Retraités gelés en 2025 : la double peine avec la CSG qui grimpe

Près de 14 millions de retraités perçoivent une pension complémentaire Agirc-Arrco. Contrairement aux retraites de base, qui sont revalorisées chaque 1er janvier, les pensions complémentaires ne sont ajustées qu’au 1er novembre. En 2025, aucune hausse n’a été décidée, ce qui a laissé ces pensions « gelées ». En parallèle, la contribution sociale généralisée (CSG) augmente dès cette année. Beaucoup de retraités vont ainsi « sauter de tranche » et voir leur taux de prélèvement augmenter. Résultat : une baisse nette de leur pension prévue pour mars 2026, avec un rattrapage des mois de janvier et février.

Les raisons d’une baisse brutale des pensions Agirc-Arrco

Un gel des revalorisations en 2025

Les pensions complémentaires Agirc-Arrco ne sont pas revalorisées en janvier, mais en novembre. En 2025, aucune augmentation n’a été décidée par les partenaires sociaux, ce qui a conduit à un gel des pensions. Dans un contexte d’inflation persistante, cette absence de hausse a déjà fragilisé le pouvoir d’achat des retraités. Ce gel marque le début d’une série de mauvaises nouvelles, car il accentue l’écart entre les revenus des retraités et l’augmentation du coût de la vie.

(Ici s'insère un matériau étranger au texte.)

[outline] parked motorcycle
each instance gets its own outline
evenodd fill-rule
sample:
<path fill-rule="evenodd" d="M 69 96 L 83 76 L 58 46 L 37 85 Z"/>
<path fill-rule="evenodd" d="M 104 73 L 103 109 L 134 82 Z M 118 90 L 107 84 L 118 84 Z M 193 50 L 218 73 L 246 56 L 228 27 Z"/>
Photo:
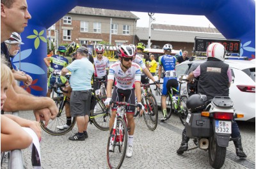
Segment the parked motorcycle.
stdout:
<path fill-rule="evenodd" d="M 229 97 L 216 96 L 207 101 L 205 95 L 196 94 L 188 98 L 186 105 L 189 114 L 186 134 L 196 145 L 189 150 L 198 147 L 208 150 L 210 165 L 214 168 L 221 168 L 232 133 L 232 121 L 243 115 L 234 115 L 233 102 Z"/>

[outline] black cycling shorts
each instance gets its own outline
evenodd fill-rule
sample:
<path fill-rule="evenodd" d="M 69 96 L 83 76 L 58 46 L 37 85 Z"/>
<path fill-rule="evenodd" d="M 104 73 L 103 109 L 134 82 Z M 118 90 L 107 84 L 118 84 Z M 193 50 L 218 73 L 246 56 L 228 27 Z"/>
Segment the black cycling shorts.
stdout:
<path fill-rule="evenodd" d="M 112 94 L 112 100 L 114 101 L 124 101 L 124 96 L 125 102 L 130 104 L 135 104 L 134 91 L 134 89 L 123 90 L 118 89 L 115 86 Z M 116 110 L 116 105 L 114 104 L 114 106 L 112 107 L 112 110 Z M 134 114 L 135 112 L 134 107 L 126 107 L 125 109 L 126 113 Z"/>

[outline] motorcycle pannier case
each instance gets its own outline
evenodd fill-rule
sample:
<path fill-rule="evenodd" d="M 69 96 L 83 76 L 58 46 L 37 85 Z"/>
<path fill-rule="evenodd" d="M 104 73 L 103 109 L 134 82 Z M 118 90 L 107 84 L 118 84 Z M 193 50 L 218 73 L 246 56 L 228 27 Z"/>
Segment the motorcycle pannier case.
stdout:
<path fill-rule="evenodd" d="M 213 135 L 211 119 L 201 112 L 189 113 L 186 122 L 186 135 L 189 138 L 207 138 Z"/>

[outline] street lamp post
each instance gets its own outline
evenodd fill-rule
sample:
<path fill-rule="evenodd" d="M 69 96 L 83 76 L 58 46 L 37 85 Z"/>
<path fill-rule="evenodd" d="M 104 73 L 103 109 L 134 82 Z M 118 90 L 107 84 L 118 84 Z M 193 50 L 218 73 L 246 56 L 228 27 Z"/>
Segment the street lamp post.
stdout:
<path fill-rule="evenodd" d="M 148 16 L 149 16 L 148 48 L 150 48 L 150 46 L 151 46 L 151 42 L 150 42 L 151 24 L 152 24 L 152 22 L 154 20 L 154 18 L 152 18 L 152 16 L 154 15 L 154 13 L 148 12 Z"/>

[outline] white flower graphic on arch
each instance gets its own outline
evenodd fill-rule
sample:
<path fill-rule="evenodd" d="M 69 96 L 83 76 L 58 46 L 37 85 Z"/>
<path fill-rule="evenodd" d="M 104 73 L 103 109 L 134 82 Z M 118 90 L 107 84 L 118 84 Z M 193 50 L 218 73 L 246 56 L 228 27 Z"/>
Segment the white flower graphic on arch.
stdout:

La hausse de la CSG en 2026

La contribution sociale généralisée (CSG) est prélevée sur les pensions selon plusieurs taux : 0 %, 3,8 %, 6,6 % ou 8,3 %, en fonction du revenu fiscal de référence (RFR). En 2026, ce barème sera revalorisé de seulement 1,8 %, alors que les pensions de base avaient augmenté de 5,3 % en 2024. Ce décalage entraîne que de nombreux retraités franchissent le seuil de leur tranche, ce qui leur fait appliquer un taux plus élevé. Par exemple, un retraité seul dont le RFR 2024 dépasse 26 470 € verra son taux de CSG normal de 8,3 % s’appliquer, ce qui représente une hausse importante des prélèvements.

Le rattrapage fiscal en mars 2026

Le nouveau taux de CSG ne sera appliqué qu’à partir de mars 2026. Jusqu’à cette date, les pensions de janvier et février continueront d’être prélevées selon l’ancien barème. En mars, les caisses de retraite effectueront un rattrapage en déduisant à la fois le nouveau taux et les sommes non prélevées durant les deux premiers mois. Concrètement, cela entraînera une baisse importante de la pension nette en mars, qui pourra atteindre plusieurs centaines d’euros, provoquant un choc budgétaire pour certains retraités.

Qui sera concerné et comment se préparer ?

Les retraités aux revenus intermédiaires

Ceux dont le revenu fiscal de référence se situe à la limite des tranches sont particulièrement vulnérables. Une légère augmentation de leurs revenus, liée à la revalorisation des pensions de base ou à des revenus complémentaires, peut les faire basculer dans une tranche supérieure de CSG. Les personnes seules ou en couple ayant un revenu compris entre 17 000 € et 40 000 € seront donc plus exposées à une augmentation des prélèvements. Cela entraînera une baisse de leur pension nette, difficile à compenser.

Les foyers modestes relativement épargnés

Les retraités aux revenus les plus faibles continueront à bénéficier d’une exonération ou d’un taux réduit de CSG. Par exemple, une personne seule dont les revenus annuels ne dépassent pas 13 048 € est totalement exonérée. Ces foyers ne subiront pas la baisse brutale prévue en mars, même si leur pouvoir d’achat reste fragilisé par l’inflation et le gel des pensions complémentaires. Cela montre à quel point le barème de la CSG joue un rôle clé dans la redistribution sociale.

Comment anticiper cette baisse ?

Les experts recommandent aux retraités de vérifier leur avis d’impôt 2025, qui indique leur revenu fiscal de référence 2024. Cela leur permettra de connaître leur tranche de CSG pour 2026. Anticiper cette évolution aide à préparer la baisse de pension et à ajuster son budget. Certains conseillent de mettre de côté une partie des pensions de janvier et février pour faire face au choc de mars. Il est également conseillé de demander des simulations auprès des caisses de retraite pour connaître précisément l’impact sur leur pension nette et mieux planifier cette échéance.